Nothing bothers a Canadian lamb producer more than the sight of frozen New Zealand lamb in the local supermarket. Owen Poole says they should look at it differently.
“We shouldn’t be seen as competition. The challenge that brings us together is to make sure there is lamb on everyone’s dinner table all year long,” says Owen Poole, president of Alliance Group, a co-operative with about 5,500 members and New Zealand’s largest supplier and processor of lamb meat.
Poole notes that lamb represents a mere four per cent of global meat consumption — the lion’s share belongs to pork, chicken and beef. “That’s our real competition,” he says.
New Zealand is home to 33 million sheep compared to about one million in Canada. Canadian consumers, especially ethnic communities, are developing a growing fondness for lamb meat but Canadian suppliers are only capable of satisfying half of demand. Therefore more than 70 per cent is imported from New Zealand, whose customer base of 4.3 million people only consumes about five per cent of production. The rest goes for export.
Alliance Group owns a network of nine slaughter facilities, with a capacity of 32,000 head per day currently processing more than seven million sheep and other species per year. Carcasses are scanned by computer and divided into various cuts and dispatched across the world. Asian customers, especially in China, take the less popular cuts such as offal, breasts and necks.
To meet the more demanding markets such as Germany, France and Belgium which need to be supplied 52 weeks per year, Alliance Group has concluded strategic alliances. It works with sheep producers in Uruguay to supply Latin America, and to meet North American demand, Alliance established The Lamb Company, a consortium which includes another New Zealand co-operative and an Australian company. The Lamb Company has offices in Toronto and supplies frozen and refrigerated lamb shanks and legs of lamb to supermarket chains like Costco and Loblaws.
Despite abundant rain and year-round grazing, “We have our share of challenges,” says Poole. Deadly storms blew through New Zealand in the spring of 2010 and devastated the North and South islands, killing 1.6 million sheep. Poole says that’s why strategic alliances are so important to ensure their markets are supplied, especially given logistical problems when clients are largely located more than 10,000 kilometres away.
The dramatic growth of New Zealand’s dairy production, a virtual Saudi Arabia of milk, led 750 lamb farmers to switch to dairy production over the past five years. And the afforestation of mountainsides, supported by the New Zealand government to help meet its obligations under the Kyoto Protocol, has removed grazing land from sheep farmers.

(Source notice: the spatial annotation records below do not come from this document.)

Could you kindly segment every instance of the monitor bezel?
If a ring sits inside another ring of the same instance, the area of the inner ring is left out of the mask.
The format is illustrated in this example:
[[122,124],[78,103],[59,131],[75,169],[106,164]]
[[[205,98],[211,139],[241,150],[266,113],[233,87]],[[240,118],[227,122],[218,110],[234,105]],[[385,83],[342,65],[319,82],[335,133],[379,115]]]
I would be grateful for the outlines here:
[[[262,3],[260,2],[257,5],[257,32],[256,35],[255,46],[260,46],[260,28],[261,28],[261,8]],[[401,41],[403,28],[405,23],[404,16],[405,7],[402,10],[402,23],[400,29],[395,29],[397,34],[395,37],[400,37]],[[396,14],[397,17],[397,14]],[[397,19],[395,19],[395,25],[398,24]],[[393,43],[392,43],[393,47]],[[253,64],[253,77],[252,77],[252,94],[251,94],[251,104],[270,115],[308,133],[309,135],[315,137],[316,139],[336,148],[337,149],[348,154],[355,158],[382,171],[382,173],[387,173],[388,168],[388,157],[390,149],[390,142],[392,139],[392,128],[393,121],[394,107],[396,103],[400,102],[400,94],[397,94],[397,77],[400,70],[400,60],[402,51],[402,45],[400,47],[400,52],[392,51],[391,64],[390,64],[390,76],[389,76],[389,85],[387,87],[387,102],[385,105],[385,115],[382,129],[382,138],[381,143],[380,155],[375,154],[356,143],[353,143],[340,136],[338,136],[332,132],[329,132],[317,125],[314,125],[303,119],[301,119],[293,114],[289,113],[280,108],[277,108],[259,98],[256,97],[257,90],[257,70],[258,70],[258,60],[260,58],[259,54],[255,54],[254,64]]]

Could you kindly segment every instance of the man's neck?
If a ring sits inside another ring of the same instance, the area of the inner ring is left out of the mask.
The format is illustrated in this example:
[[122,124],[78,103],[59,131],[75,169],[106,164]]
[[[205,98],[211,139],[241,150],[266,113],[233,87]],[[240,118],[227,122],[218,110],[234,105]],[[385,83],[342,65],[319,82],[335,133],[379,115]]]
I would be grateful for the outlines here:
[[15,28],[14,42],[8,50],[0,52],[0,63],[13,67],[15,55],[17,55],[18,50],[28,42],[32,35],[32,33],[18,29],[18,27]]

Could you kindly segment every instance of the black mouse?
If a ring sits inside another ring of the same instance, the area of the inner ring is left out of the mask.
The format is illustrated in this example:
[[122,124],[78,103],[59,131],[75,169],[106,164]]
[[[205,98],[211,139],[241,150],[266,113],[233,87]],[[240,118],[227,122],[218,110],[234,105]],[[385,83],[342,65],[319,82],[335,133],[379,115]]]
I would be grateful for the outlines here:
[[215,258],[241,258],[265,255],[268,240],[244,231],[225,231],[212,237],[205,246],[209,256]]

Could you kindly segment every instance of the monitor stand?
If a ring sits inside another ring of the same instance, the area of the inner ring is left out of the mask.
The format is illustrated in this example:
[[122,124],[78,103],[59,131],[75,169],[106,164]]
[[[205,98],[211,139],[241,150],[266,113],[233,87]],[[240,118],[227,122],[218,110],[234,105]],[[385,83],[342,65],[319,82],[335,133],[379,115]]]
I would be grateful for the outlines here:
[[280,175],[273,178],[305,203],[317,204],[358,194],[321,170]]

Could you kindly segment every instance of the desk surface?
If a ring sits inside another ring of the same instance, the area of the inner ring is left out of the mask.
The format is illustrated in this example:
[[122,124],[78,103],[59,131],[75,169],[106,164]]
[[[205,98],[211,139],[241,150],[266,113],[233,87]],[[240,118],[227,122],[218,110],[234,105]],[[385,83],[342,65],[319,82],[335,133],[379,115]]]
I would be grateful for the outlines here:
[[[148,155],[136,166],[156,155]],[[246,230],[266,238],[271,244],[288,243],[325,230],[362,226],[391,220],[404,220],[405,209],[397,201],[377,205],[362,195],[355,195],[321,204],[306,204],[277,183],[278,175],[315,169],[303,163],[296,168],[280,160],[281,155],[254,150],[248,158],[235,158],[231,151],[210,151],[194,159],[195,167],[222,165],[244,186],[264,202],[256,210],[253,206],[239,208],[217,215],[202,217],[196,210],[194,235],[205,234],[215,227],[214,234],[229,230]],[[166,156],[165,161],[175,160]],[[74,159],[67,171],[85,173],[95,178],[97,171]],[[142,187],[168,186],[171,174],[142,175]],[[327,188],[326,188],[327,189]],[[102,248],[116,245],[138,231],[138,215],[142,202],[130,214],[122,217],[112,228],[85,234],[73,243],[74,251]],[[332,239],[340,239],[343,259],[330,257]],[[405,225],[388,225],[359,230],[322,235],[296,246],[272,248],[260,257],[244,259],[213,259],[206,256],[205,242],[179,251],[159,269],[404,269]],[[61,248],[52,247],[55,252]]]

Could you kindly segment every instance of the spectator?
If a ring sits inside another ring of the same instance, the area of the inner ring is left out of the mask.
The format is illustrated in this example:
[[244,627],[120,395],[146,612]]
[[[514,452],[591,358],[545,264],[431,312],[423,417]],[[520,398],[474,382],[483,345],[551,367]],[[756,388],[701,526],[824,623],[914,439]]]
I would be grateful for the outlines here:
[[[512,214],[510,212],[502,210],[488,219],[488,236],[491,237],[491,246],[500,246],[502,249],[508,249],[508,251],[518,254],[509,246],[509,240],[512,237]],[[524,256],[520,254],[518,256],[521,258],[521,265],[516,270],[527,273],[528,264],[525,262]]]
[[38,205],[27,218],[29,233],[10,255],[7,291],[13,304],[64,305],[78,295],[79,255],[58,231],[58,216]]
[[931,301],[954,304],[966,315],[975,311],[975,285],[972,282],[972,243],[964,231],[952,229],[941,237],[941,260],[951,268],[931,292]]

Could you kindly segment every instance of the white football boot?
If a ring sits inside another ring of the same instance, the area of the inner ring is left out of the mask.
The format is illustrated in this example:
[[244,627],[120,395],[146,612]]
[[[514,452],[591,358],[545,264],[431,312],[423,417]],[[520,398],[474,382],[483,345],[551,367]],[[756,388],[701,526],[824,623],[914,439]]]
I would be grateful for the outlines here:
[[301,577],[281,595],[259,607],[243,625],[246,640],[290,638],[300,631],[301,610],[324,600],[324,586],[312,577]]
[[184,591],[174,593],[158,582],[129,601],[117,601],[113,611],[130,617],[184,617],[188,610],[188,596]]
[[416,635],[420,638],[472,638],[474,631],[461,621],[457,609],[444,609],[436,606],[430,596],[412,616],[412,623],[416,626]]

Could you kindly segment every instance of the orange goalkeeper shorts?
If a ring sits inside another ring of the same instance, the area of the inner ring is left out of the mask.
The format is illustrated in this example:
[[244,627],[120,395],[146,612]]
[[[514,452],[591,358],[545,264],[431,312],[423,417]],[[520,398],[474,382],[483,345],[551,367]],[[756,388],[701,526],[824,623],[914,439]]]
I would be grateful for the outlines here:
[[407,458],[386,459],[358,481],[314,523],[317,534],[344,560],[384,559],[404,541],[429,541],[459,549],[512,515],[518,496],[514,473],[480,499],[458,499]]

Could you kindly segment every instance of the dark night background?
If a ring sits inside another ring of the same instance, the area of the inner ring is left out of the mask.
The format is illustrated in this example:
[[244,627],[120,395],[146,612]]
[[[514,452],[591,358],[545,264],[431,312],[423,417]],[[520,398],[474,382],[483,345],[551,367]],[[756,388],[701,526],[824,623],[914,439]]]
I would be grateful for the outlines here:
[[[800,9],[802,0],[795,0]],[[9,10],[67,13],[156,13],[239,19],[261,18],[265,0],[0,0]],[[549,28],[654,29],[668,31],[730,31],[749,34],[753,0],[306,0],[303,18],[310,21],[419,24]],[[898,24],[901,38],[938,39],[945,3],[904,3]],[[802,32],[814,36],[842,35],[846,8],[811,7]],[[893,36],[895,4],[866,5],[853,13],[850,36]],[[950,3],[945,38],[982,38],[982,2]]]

“Lamb is an expensive meat to produce and is usually a luxury product,” says Poole, stressing the importance of a common merchandising strategy. He says Canadian lamb farmers have a competitive edge, primarily that of being closer to its markets. They also have technological capacity to produce up to three lambs in two years period since reproduction can be better controlled in a pen than on vast pastures. New Zealand breeders are restricted to a single lambing per year.
Alliance Group member Jonathan Wallis, who grazes 7,500 sheep on a 20,000-hectare mountainside property bordering Lake Wanaka, agrees with Poole. “We’ll never be able to fulfil all of our markets on our own. There is more to be gained by working together.”